Worlds Apart
Think of your favourite book. Is it fiction? Or non-fiction?
If you were to subcategorise it, where would it go? If it’s a fiction book,
would you say it was a historical romance? Crime? Sci-fi? Fantasy? If
non-fiction, where would you find it? Biography? Spirituality? Sports?
In some cases, usually with non-fiction books, the answer is
mercifully obvious. Booksellers are rarely stuck holding a Bill Bryson,
wondering where on earth it should go.
Sometimes, however, it’s impossible to tell. No one can read
every book under the sun. That’s where software comes in – in theory. Most
bookshops will have a database of titles, along with the sections and
subsections in which they should be shelved. But therein lies the problem.
John LeCarre, arguably THE most famous spy novelist of this
century, appears in general fiction. Deborah Harkness, author of A Discovery of Witches (containing real,
bona-fide witches with magic spells) also falls under the same category.
It would be a simple task to simply go against ‘the system’

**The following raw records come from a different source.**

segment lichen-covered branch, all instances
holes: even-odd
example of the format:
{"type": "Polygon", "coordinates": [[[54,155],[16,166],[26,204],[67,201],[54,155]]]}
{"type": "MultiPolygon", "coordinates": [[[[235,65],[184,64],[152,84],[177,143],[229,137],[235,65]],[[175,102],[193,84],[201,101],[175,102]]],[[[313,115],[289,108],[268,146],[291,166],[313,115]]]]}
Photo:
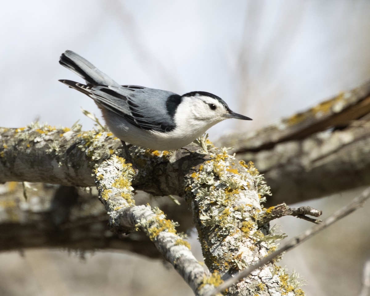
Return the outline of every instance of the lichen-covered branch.
{"type": "Polygon", "coordinates": [[[295,216],[297,218],[317,223],[321,222],[321,220],[313,219],[307,216],[306,215],[320,217],[322,214],[322,211],[307,206],[299,208],[290,208],[286,204],[281,204],[269,208],[266,210],[265,213],[265,215],[259,217],[258,223],[259,225],[262,225],[274,219],[285,216],[295,216]]]}
{"type": "Polygon", "coordinates": [[[370,184],[370,81],[249,135],[225,137],[271,188],[270,205],[370,184]]]}
{"type": "Polygon", "coordinates": [[[190,245],[184,240],[184,235],[176,233],[176,223],[167,219],[159,209],[135,206],[131,182],[135,172],[131,164],[113,156],[98,166],[95,172],[100,198],[110,217],[111,230],[119,233],[136,230],[144,232],[195,292],[202,295],[202,290],[214,286],[204,284],[203,279],[208,274],[193,255],[190,245]]]}
{"type": "Polygon", "coordinates": [[[348,205],[344,206],[326,218],[322,223],[314,226],[290,240],[284,244],[278,250],[266,256],[254,265],[245,268],[233,278],[228,279],[218,287],[214,290],[206,294],[206,296],[216,295],[218,293],[228,288],[243,278],[250,274],[253,274],[252,273],[254,270],[272,262],[284,252],[295,248],[320,231],[361,207],[365,202],[369,198],[370,198],[370,187],[365,189],[360,195],[354,198],[348,205]]]}
{"type": "MultiPolygon", "coordinates": [[[[192,209],[211,278],[225,280],[252,265],[276,248],[276,236],[258,221],[265,213],[261,203],[269,188],[250,163],[238,161],[224,151],[186,177],[186,198],[192,209]]],[[[297,283],[272,263],[231,287],[226,295],[300,295],[297,283]]],[[[219,282],[218,286],[221,283],[219,282]]]]}
{"type": "MultiPolygon", "coordinates": [[[[263,177],[252,163],[238,161],[206,140],[199,141],[201,148],[189,145],[172,152],[131,147],[138,171],[131,180],[120,141],[106,131],[34,124],[23,129],[3,129],[0,135],[0,182],[43,181],[84,186],[94,183],[92,174],[110,215],[111,229],[116,232],[144,232],[197,295],[203,295],[276,248],[278,236],[258,222],[266,214],[261,205],[264,195],[269,194],[263,177]],[[212,274],[207,275],[192,257],[175,224],[161,212],[134,205],[133,188],[185,197],[212,274]]],[[[231,288],[228,295],[301,292],[286,271],[272,263],[231,288]]]]}

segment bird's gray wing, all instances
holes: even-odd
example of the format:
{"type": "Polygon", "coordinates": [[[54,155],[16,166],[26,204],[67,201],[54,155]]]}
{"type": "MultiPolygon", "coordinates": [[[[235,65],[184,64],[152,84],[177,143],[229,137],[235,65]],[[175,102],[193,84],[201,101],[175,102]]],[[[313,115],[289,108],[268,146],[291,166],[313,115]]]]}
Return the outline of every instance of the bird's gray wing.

and re-shelve them under more intuitive headings. But, not only would this only
confuse those using the database as a search tool, but we would still be left
with some anomalies.
fig i: a goblin, yesterday
Case in point: Margaret Atwood. Although a large number of
her novels are set in the ‘here and now Earth’, there are certain notable
exceptions. Both The Handmaid’s Tale
and Oryx and Crake are, to put it
bluntly, not. But Atwood is famous for her rejection of the sci-fi label. Those
works are, she says, ‘speculative fiction’, stories which couldn’t happen in
the here and now, but are not beyond the realms of the imagination. Frankenstein, she argues, would come
under the same classification because, when it was written, the reanimation of
the dead was considered a scientific possibility in the near-future.
fig ii: science
Leaving aside the argument of the complete subjugation of women as a possibility in the near future, we are still left with the issue of classification. ‘Speculative fiction’, even if defined by Atwood’s own terms, bears more resemblance to the sci-fi label than to general fiction. But to reallocate her accordingly would seem disrespectful to the author’s wishes, as well as leading to the (extraordinarily paranoid) fear of incurring her wrath, should she ever chance to visit that particular store.